Recensione Chaos Theory (2007)

Chaos Theory risulta un prodotto decisamente gradevole, seppur non privo di imperfezioni, che non teme di far leva sul sentimento dimostrando come il caos non sempre sia necessariamente negativo, ma che talvolta liberarsi di schemi e preconcetti può portarci a scoprire aspetti del reale di cui neppure si sospetterebbe l'esistenza.

Love & caos

Cosa accadrebbe se un orologio regolato dieci minuti indietro vi facesse perdere il traghetto proprio il giorno in cui dovete tenere un'importante conferenza sulla gestione del tempo? Sarebbe una grossa seccatura. E se a regolare male l'orologio fosse stata vostra moglie? Allora la vostra vita precipiterebbe nel caos. A verificare sulla propria pelle questo sillogismo è il povero Frank Allen, padre e marito modello, ossessionato dall'ordine e dalla precisione, la cui placida esistenza viene turbata da un concatenarsi di eventi scioccanti inaugurati proprio dal traghetto perso per una manciata di secondi. Partendo dall'assunto che un fatto apparentemente insignificante è sufficiente per sconvolgere una vita pianificata nel dettaglio, Marcos Siega sfida la sensibilità del pubblico cinematografico, in particolare di quello americano, realizzando con Chaos Theory uno strano oggetto il bilico tra commedia e dramma. Questa scelta di mescolare i generi è dovuta sia alla natura catartica della sceneggiatura, scritta da Daniel Tapliz in un momento particolare della propria esistenza, dopo che gli era stato diagnosticato un tumore, che ha scelto la via della metafora per esprimere lo smarrimento successivo alla scoperta della malattia senza indulgere nel patetismo, sia dalla volontà della produzione di spingere sul pedale del comico per trattare una vicenda di per sé piuttosto drammatica.

Marcos Siega non è un mago della macchina della macchina da presa, ma è un regista di attori e di sentimenti e non ne fa mistero. Le riprese tendenzialmente statiche e le angolazioni classiche evitano di attrarre l'attenzione dello spettatore su qualcosa di diverso dai personaggi e dalla sceneggiatura che, soprattutto nella prima parte, ci regala momenti di rara ilarità. L'incipit ambientato nel presente, con l'irresistibile dialogo tra Frank e il futuro marito della figlia, crea immediatamente un mood da commedia brillante fatta di fulminei scambi di battute che purtroppo nella seconda parte, andando di pari passo con il precipitare degli eventi, tende a diradarsi. Alla comicità verbale si aggiunge quella fisica che ci offre momenti degni di uno slapstick (da tenere d'occhio la partita di hockey in cui Frank decide di "invadere" il campo in tenuta adamitica o il confronto finale tra Frank e l'amico Buddy sulla barca in mezzo al lago) legati alle disavventure in cui incappa il protagonista, interpretato da Ryan Reynolds.

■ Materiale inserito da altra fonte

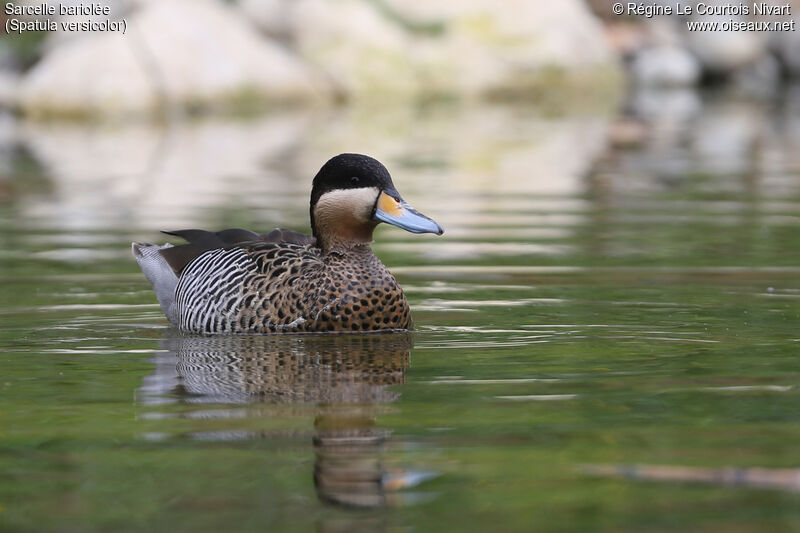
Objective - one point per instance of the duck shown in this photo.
(237, 281)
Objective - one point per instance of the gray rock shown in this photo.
(9, 81)
(665, 66)
(178, 53)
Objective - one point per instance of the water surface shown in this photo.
(606, 338)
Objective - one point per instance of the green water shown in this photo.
(605, 333)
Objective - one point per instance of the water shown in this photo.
(606, 338)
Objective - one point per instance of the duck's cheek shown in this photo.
(344, 204)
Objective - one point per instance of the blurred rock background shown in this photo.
(239, 102)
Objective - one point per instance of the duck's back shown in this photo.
(283, 287)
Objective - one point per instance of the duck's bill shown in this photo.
(392, 209)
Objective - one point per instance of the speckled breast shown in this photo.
(273, 288)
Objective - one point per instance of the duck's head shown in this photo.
(352, 194)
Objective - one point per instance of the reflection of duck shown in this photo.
(347, 375)
(236, 281)
(307, 369)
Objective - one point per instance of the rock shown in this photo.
(270, 16)
(722, 52)
(357, 47)
(9, 82)
(167, 56)
(788, 49)
(473, 47)
(665, 66)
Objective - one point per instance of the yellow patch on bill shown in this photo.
(389, 205)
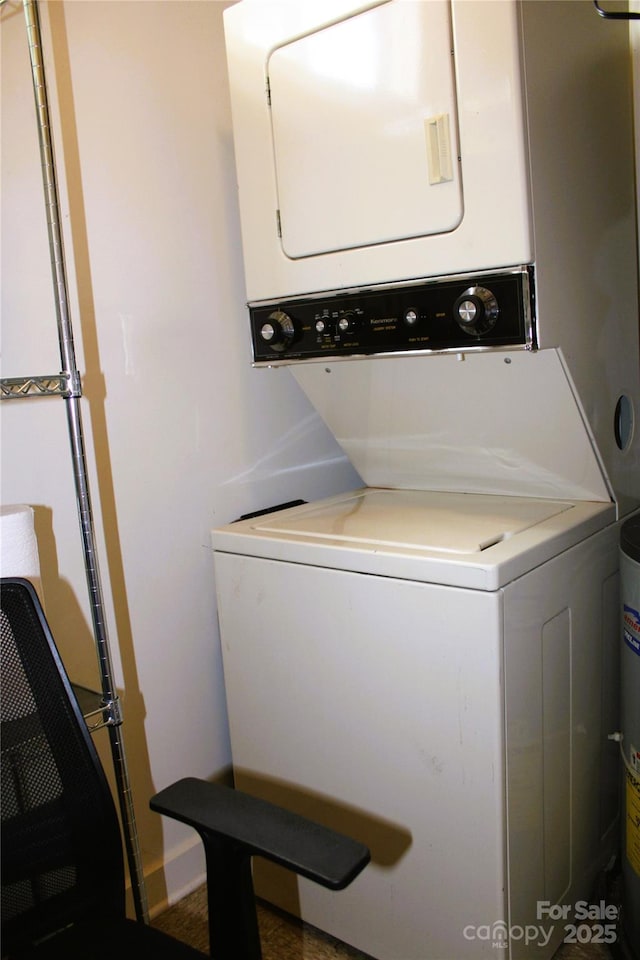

La decisione di affidare all'attore canadese il ruolo di Frank Allen non è stata affatto pacifica. Siega ha dovuto lottare a lungo con la produzione che riteneva Reynolds poco duttile, visto che l'attore fino ad ora non si era mai cimentato in ruoli drammatici, e perciò inadatto a interpretare un uomo le cui certezze crollano da un momento all'altro. Alla fine Siega pare aver avuto ragione visto che la performance di Reynolds funziona e la sua presenza sullo schermo appare tanto convincente da perdonargli perfino l'eccesso di smorfie che si intensifica nei momenti più drammatici del film. Al suo fianco Emily Mortimer appare, come sempre, deliziosa mentre Stuart Townsend viene sacrificato al ruolo di spalla comica del protagonista, il belloccio un po' ottuso Buddy, e per interpretare un personaggio in cui probabilmente fatica a riconoscersi tende a rifugiarsi nei cliché finendo col risultare poco convincente. In fin dei conti Chaos Theory risulta un prodotto decisamente gradevole, seppur non privo di imperfezioni, che non teme di far leva sul sentimento dimostrando come il caos non sempre sia necessariamente negativo, ma che talvolta liberarsi di schemi e preconcetti che ci condizionano può portarci a scoprire aspetti del reale di cui neppure si sospetterebbe l'esistenza. In quest'ottica ha senso anche concludere quella che sostanzialmente è e resta una commedia con un finale conciliante, senza temere troppo le critiche dei detrattori dell' happy ending. In fondo alla fine ciò che conta, come spiega Frank Allen al futuro genero, è solo l'amore.